Mentre chi può si mette in fuga, soprattutto per sottrarsi al rischio della contaminazione nucleare, la comunità cristiana, pur nella sua esiguità, è in prima linea nel prestare soccorso alla popolazione. «La solidarietà è più forte del terremoto», dice padre Charles-Aime Bolduc, missionario canadese e portavoce della diocesi di Sendai, dove lo tsunami ha cancellato il confine tra la terra e il mare. E dove i presuli cattolici del Paese si sono dati oggi appuntamento per mettere a punto, insieme con i responsabili di Caritas Giappone, un primo piano di interventi. A Sendai, infatti — è questa una delle decisioni scaturite nell’incontro — sarà istituito un «Centro di emergenza» per gestire le operazioni umanitarie. «Ci sono morti fra i fedeli cristiani, ma non abbiamo ancora cifre precise. Siamo scossi, ma abbiamo ricevuto il conforto dei vescovi giapponesi. Il sostegno che stiamo ricevendo dal Giappone e da tutto il mondo ci infonde speranza», ha detto il vescovo di Sendai, Martin Tetsuo Hiraga.

Attualmente, a decine di migliaia sono accampati nelle scuole, nelle palestre, negli edifici che restano in piedi. «Nonostante faccia molto freddo hanno una sola coperta», racconta ancora padre Charles. Le temperature invernali riducono il rischio di epidemie, ma le condizioni igieniche generali e la mancanza di acqua potabile sono un grosso problema». «Il dramma non ha piegato la disciplina e la dignità dei giapponesi anche perché dal resto del Paese e dal mondo continuano ad arrivare aiuti umanitari». La situazione più critica riguarda la regione costiera, a una decina di chilometri dalla città di Sendai. «Portare cibo e prestare assistenza — sottolinea padre Charles — è quasi impossibile: le strade sono state inghiottite dal mare, non si passa». Anche a Sendai, inoltre, c’è ansia per gli incidenti nell’impianto nucleare di Fukushima, circa 100 chilometri più a sud. Gli ordini di evacuazione e le disposizioni straordinarie del Governo si applicano alle zone in un raggio di 30 chilometri dalla centrale, ma la paura non si ferma lì. «La nostra squadra di soccorso — racconta Aine Ono di Caritas Giappone — ha raggiunto la diocesi di Sendai, quella più colpita, e dovrebbe cominciare a distribuire acqua e cibo nelle prossime ore».
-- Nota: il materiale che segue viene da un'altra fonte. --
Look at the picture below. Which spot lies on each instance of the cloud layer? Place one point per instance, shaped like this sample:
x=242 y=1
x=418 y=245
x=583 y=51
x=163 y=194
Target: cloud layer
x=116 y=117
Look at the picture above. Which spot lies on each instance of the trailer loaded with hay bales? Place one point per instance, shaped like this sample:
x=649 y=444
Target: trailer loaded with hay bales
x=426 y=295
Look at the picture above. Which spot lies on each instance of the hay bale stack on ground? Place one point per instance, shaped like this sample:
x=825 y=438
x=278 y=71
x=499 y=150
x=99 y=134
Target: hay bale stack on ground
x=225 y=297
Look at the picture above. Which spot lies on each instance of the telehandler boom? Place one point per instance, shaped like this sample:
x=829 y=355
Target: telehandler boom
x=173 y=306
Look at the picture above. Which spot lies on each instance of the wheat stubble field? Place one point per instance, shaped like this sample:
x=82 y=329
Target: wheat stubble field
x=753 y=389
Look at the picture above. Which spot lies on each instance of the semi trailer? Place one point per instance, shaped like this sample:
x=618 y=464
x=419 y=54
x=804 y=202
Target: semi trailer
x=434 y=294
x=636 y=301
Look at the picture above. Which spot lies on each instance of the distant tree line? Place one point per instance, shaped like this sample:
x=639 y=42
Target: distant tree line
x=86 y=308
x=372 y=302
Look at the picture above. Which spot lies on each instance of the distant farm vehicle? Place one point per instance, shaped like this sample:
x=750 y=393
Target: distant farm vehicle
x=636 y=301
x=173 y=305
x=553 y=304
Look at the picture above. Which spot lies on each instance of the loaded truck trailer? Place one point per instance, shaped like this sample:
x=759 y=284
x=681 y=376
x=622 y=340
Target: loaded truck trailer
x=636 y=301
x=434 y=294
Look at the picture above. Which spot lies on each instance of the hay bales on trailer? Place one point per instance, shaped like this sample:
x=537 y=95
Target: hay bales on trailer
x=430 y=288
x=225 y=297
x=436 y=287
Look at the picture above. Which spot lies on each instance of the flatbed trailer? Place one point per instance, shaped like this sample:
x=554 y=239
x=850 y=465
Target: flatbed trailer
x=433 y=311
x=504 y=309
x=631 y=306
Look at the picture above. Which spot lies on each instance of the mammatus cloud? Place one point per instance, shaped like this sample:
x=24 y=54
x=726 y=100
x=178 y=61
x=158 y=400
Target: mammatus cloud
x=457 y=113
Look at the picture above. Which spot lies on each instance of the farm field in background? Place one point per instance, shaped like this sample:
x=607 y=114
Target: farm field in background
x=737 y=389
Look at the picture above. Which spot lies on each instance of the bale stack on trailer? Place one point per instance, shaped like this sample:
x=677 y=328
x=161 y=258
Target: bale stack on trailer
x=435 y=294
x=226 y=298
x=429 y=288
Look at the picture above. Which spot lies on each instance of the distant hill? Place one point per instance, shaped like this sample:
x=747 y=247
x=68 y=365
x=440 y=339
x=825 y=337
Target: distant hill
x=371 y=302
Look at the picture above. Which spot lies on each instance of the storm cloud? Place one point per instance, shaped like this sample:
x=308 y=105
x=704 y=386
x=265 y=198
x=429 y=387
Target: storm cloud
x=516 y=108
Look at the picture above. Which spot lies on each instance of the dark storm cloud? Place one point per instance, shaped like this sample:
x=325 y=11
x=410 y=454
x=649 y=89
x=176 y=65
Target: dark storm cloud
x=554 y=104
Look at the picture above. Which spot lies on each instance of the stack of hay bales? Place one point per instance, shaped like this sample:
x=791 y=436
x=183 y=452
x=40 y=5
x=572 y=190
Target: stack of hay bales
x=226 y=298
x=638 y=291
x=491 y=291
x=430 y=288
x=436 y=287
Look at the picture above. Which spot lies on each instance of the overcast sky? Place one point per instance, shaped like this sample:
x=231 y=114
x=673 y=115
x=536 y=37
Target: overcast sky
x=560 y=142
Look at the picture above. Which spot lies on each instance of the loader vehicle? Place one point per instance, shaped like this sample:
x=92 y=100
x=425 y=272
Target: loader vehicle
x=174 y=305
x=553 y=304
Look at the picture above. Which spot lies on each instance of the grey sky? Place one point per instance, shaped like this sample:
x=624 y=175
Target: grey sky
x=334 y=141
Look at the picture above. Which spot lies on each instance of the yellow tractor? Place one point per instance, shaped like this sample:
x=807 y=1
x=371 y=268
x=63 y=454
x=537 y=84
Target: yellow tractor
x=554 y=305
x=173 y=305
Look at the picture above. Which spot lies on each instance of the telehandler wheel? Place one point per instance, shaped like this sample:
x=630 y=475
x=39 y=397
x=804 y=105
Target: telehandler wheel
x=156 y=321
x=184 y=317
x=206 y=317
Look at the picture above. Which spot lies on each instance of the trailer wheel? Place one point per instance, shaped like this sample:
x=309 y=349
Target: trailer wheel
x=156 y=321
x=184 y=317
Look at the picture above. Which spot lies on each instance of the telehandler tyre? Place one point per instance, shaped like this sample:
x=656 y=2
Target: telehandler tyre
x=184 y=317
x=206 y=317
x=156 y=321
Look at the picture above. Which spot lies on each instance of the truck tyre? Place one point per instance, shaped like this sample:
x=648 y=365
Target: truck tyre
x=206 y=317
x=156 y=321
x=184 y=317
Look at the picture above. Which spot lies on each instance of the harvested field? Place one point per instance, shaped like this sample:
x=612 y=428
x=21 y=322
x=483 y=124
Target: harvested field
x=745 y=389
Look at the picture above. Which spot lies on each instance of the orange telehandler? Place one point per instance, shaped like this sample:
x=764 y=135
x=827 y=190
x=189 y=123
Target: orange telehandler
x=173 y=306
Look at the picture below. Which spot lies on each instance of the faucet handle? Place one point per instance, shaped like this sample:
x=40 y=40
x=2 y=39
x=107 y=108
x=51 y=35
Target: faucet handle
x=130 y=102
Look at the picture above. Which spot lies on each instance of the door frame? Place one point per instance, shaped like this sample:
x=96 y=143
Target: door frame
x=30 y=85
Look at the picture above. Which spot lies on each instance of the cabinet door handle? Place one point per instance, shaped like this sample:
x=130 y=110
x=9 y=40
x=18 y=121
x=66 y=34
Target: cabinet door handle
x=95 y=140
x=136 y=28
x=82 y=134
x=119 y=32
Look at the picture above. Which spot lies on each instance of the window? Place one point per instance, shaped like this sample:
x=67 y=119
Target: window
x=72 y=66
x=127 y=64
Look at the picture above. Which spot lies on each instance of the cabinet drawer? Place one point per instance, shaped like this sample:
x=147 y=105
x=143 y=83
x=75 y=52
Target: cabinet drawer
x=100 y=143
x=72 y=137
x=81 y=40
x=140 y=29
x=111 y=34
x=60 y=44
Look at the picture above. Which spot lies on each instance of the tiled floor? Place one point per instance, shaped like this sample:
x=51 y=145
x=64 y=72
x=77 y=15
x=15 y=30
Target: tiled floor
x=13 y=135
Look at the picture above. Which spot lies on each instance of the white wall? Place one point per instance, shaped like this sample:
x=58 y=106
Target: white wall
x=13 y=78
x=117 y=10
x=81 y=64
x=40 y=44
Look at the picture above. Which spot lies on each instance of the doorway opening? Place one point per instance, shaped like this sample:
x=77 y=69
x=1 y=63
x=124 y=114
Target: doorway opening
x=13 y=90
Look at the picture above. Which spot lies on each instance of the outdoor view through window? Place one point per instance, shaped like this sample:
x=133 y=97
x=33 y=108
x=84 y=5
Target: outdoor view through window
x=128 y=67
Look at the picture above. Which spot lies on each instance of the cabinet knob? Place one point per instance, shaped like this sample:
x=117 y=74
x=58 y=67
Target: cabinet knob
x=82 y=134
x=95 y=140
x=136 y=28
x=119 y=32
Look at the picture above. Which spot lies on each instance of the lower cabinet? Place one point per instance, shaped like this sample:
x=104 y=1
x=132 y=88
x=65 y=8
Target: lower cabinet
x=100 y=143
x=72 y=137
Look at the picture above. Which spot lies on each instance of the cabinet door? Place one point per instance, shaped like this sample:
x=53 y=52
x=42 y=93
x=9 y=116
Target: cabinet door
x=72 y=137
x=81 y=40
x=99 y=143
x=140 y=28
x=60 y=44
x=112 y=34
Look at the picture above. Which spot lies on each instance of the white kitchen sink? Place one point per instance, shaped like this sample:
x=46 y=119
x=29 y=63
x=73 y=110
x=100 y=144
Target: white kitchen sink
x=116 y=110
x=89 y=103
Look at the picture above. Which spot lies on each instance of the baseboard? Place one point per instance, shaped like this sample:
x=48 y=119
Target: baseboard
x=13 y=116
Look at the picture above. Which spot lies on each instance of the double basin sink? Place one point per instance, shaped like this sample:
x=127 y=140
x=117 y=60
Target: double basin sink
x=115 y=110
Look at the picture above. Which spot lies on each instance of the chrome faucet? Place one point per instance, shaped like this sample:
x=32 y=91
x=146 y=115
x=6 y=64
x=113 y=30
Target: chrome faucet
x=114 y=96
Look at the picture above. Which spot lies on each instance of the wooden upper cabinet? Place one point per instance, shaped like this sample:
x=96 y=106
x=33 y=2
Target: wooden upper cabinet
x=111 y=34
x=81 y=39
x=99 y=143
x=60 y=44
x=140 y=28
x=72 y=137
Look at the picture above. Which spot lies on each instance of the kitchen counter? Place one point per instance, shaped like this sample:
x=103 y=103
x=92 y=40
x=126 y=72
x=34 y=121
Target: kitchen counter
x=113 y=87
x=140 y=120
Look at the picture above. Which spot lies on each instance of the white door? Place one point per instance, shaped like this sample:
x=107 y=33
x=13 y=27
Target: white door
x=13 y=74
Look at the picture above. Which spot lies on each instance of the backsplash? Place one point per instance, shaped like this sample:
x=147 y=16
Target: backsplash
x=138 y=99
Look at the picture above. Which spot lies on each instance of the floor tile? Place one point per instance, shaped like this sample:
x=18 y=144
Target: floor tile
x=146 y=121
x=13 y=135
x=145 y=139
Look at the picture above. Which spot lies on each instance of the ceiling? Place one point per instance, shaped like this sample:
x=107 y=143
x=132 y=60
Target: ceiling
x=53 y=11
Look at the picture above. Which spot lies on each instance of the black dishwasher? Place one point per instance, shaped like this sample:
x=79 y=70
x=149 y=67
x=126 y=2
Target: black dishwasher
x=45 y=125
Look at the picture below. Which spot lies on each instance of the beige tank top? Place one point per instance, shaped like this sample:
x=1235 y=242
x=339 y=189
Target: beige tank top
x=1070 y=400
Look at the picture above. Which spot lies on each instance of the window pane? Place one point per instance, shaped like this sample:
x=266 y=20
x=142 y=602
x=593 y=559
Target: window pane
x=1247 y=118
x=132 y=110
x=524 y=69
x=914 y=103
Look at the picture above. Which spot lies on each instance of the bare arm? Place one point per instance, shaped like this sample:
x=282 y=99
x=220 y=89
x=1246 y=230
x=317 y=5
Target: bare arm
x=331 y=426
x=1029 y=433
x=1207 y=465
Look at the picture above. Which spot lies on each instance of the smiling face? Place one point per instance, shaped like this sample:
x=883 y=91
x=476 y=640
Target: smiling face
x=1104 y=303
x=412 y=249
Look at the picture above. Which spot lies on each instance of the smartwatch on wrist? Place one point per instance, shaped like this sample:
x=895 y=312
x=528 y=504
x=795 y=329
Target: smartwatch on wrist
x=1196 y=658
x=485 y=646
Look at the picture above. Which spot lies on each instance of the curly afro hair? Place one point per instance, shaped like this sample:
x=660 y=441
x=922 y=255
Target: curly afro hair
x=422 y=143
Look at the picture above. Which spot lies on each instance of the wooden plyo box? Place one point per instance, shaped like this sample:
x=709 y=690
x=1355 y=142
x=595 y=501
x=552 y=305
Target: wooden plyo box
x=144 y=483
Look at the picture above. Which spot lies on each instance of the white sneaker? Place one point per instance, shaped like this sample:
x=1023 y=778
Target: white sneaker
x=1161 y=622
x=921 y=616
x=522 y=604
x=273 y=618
Sempre a Sendai, si sono svolti ieri, nella cattedrale, i funerali del missionario canadese André Lachapelle, della Società per le Missioni Estere del Québec, in Giappone dal 1961, che è stato travolto dalle onde dello tsunami, mentre cercava di raggiungere in automobile la sua parrocchia di Shiogama.

Tra le testimonianze di solidarietà anche quella della Chiesa cattolica in Myanmar che ha indetto per domenica 20 marzo una Giornata speciale dedicata alle vittime giapponesi. L’arcivescovo di Yangon, Charles Maugun Bo, in accordo con gli altri presuli del Paese, ha invitato tutte le parrocchie a offrire le messe in suffragio delle vittime e a indire una speciale colletta da destinare alla Caritas giapponese.